Snow participated in Mormonism’s founding era and events. That gave her a valued place in the community, Reeder says. “She’s been there.”

In 2016, historians were buzzing about a report that Snow was sexually assaulted during Latter-days Saints’ tensions with their neighbors in Missouri in the 1830s.

Andrea Radke-Moss, who teaches history at Brigham Young University-Idaho, argued in an academic presentation that the future Relief Society president was gang-raped by eight Missourians.

The allegation is based on the recollections of Alice Merrill Horne, the granddaughter of Bathsheba W. Smith, one of Snow’s closest friends.
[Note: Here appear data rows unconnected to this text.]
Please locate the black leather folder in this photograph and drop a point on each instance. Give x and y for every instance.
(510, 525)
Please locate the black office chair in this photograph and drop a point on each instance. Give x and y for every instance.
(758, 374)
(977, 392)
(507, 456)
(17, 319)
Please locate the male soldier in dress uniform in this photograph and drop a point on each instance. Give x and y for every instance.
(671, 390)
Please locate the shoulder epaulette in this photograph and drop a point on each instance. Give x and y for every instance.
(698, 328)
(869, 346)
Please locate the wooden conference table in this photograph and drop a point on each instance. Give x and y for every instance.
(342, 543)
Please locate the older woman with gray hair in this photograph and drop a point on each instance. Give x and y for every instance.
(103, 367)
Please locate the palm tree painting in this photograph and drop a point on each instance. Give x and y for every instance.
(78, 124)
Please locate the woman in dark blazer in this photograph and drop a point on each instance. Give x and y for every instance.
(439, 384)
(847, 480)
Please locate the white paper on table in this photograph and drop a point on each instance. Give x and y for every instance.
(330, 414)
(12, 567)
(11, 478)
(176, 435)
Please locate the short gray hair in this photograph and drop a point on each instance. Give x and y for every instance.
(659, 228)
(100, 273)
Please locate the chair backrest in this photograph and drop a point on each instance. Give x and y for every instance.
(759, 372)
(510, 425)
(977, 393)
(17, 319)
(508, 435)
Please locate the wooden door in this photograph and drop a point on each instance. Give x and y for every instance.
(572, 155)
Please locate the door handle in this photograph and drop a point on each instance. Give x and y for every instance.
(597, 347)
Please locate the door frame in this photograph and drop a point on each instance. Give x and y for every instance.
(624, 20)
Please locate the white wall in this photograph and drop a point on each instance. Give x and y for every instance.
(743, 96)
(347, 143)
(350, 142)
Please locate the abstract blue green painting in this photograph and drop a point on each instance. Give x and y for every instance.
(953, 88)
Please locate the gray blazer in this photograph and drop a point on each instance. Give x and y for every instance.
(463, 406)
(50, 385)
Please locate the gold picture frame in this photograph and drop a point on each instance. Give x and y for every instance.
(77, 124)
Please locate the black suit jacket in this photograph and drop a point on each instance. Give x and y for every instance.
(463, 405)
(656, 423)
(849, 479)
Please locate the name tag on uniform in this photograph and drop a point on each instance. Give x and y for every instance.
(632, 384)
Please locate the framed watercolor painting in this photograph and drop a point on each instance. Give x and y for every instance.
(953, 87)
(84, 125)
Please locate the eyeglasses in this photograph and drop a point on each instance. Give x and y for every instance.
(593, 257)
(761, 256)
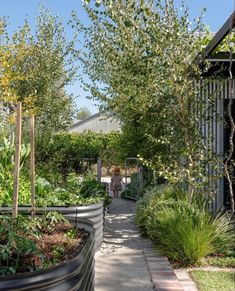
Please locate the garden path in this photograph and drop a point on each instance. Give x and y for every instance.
(128, 262)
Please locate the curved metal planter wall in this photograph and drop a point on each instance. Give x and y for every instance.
(92, 212)
(76, 274)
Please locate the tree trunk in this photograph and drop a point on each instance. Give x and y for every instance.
(230, 153)
(32, 164)
(17, 160)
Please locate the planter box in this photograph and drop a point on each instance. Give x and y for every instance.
(76, 274)
(75, 215)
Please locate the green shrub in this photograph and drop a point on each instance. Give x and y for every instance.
(146, 205)
(184, 232)
(73, 191)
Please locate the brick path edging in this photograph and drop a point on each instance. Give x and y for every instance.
(160, 270)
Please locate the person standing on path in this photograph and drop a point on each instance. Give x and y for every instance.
(116, 182)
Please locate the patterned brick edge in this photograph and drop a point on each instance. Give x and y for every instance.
(160, 270)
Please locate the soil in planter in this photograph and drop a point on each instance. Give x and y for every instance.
(55, 246)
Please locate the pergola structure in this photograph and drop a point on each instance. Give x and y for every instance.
(221, 67)
(220, 60)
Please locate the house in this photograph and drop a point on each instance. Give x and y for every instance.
(221, 67)
(98, 122)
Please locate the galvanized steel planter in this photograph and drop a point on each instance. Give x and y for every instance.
(92, 212)
(76, 274)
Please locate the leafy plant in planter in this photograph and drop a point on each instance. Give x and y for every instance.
(27, 245)
(185, 232)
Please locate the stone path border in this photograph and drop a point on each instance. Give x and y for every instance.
(161, 272)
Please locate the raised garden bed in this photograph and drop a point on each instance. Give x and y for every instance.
(75, 215)
(74, 274)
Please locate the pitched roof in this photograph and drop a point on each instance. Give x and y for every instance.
(85, 119)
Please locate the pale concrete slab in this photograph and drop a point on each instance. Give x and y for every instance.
(120, 263)
(185, 280)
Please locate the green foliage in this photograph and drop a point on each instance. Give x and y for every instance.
(73, 191)
(63, 152)
(143, 53)
(18, 242)
(39, 84)
(14, 244)
(83, 112)
(213, 280)
(182, 231)
(220, 261)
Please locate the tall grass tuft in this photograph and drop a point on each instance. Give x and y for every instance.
(184, 232)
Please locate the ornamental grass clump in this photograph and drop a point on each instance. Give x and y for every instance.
(184, 232)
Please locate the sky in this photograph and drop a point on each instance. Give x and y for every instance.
(217, 12)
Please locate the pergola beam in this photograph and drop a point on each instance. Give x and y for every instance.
(220, 35)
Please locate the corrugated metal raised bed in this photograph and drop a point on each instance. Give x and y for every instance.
(76, 274)
(92, 212)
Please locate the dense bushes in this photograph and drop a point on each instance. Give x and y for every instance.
(73, 191)
(63, 152)
(51, 187)
(184, 232)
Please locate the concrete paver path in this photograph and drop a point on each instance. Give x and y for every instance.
(120, 263)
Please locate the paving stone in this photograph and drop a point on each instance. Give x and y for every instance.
(126, 261)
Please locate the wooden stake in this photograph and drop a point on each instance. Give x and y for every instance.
(32, 163)
(17, 160)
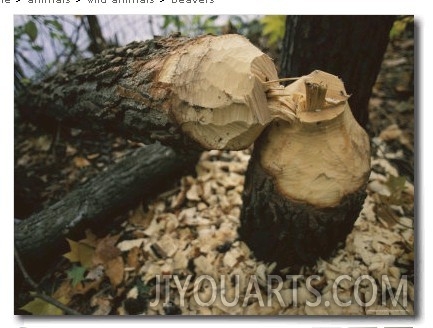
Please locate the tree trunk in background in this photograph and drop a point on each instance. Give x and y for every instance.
(351, 47)
(94, 32)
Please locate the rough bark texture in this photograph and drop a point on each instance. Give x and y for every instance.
(143, 174)
(208, 87)
(288, 232)
(351, 47)
(113, 91)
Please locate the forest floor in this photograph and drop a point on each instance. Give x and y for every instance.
(188, 236)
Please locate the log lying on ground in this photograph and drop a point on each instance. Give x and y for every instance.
(142, 174)
(305, 183)
(208, 89)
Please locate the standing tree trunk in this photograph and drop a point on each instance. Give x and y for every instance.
(305, 183)
(351, 47)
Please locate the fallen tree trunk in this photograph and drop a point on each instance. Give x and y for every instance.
(305, 183)
(206, 89)
(141, 175)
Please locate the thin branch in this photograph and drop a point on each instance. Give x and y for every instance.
(281, 80)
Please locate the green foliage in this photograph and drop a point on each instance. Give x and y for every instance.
(30, 43)
(191, 25)
(274, 28)
(31, 30)
(400, 26)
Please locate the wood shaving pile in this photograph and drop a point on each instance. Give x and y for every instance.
(183, 250)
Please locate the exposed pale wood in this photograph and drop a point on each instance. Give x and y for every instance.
(208, 89)
(305, 183)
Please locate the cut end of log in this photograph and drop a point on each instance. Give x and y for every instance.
(319, 154)
(223, 104)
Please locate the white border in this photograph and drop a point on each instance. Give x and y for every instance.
(424, 177)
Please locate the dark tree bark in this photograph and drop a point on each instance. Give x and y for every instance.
(169, 89)
(351, 47)
(141, 175)
(114, 91)
(306, 179)
(288, 232)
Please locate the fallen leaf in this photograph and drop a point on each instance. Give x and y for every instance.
(80, 252)
(141, 218)
(106, 250)
(93, 156)
(132, 260)
(114, 270)
(40, 307)
(81, 162)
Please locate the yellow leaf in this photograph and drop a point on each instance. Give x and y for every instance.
(80, 252)
(115, 270)
(40, 307)
(81, 162)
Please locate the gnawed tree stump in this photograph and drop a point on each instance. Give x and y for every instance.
(305, 182)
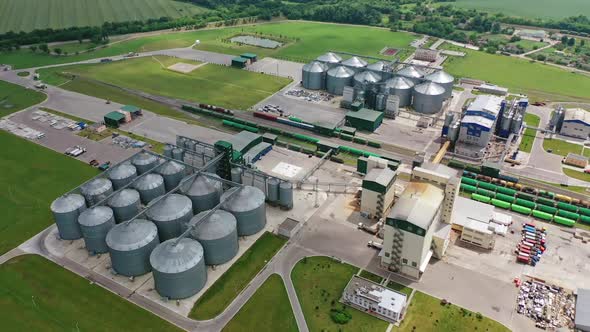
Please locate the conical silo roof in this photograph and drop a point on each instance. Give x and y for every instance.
(172, 257)
(329, 58)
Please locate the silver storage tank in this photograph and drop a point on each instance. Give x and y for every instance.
(218, 234)
(272, 192)
(428, 98)
(412, 73)
(130, 245)
(172, 172)
(125, 204)
(314, 75)
(203, 191)
(286, 195)
(401, 87)
(443, 79)
(149, 187)
(96, 190)
(338, 78)
(95, 223)
(248, 206)
(121, 175)
(178, 268)
(144, 161)
(170, 214)
(66, 210)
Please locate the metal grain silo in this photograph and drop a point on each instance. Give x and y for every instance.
(125, 204)
(178, 268)
(130, 245)
(170, 214)
(428, 98)
(412, 73)
(144, 161)
(95, 223)
(121, 175)
(314, 75)
(286, 195)
(401, 87)
(248, 206)
(443, 79)
(338, 78)
(203, 191)
(149, 187)
(66, 210)
(96, 190)
(172, 172)
(219, 236)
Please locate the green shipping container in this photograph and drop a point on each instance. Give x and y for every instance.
(500, 204)
(545, 208)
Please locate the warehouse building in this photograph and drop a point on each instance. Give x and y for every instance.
(576, 123)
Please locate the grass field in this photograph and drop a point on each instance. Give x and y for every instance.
(528, 138)
(39, 295)
(427, 314)
(268, 310)
(319, 282)
(209, 83)
(59, 14)
(30, 168)
(14, 98)
(235, 279)
(538, 81)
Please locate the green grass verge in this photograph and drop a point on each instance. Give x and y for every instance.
(427, 314)
(268, 310)
(237, 277)
(39, 295)
(528, 138)
(32, 177)
(14, 98)
(319, 282)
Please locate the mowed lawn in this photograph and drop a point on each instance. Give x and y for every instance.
(39, 295)
(14, 98)
(210, 83)
(32, 177)
(27, 15)
(539, 81)
(268, 310)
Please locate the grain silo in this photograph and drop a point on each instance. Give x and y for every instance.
(172, 172)
(218, 234)
(170, 214)
(203, 191)
(125, 204)
(122, 175)
(66, 210)
(96, 190)
(443, 79)
(412, 73)
(428, 98)
(401, 87)
(95, 223)
(248, 206)
(178, 268)
(338, 78)
(130, 245)
(144, 161)
(149, 187)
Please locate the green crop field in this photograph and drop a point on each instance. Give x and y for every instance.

Horne wrote that, as a child, she had heard her grandmother talk about the rape.

“It is a strong possibility,” Reeder says. “Some of her poems after that time [in Missouri] were very angry.”

But the “source is problematic,” says the historian, given that Horne was writing from memory decades after allegedly hearing the stories.

Then there’s the race issue.

Snow, like many of her church associates, particularly Young, believed that Black members bore the “curse of Cain” — a teaching the faith has disavowed.

After the Latter-day Saint prophet defended slavery in a speech to the Utah Legislature in 1852, Snow crafted a poem that included a line, saying “the curse of the Almighty rests upon the colored race.”

That is why some Black members today do not see Snow as a hero or role model.

For her part, Reeder has seen nothing in the sermons that touch on Black members. “There are,” she says, “no discourses on race.”

In the future, Reeder and her colleagues will be publishing poems from 1840 to 1856.

“We will deal with that,” she says, “when we get ready to post them.”

On the whole, this new collection offers a fresh and nuanced view of the woman revered but not fully realized.

Snow’s words are “much more than quaint relics,” the website states. “They open a wide window into the life and personality of an important American religious figure and into a half-century of Latter-day Saint history and culture.”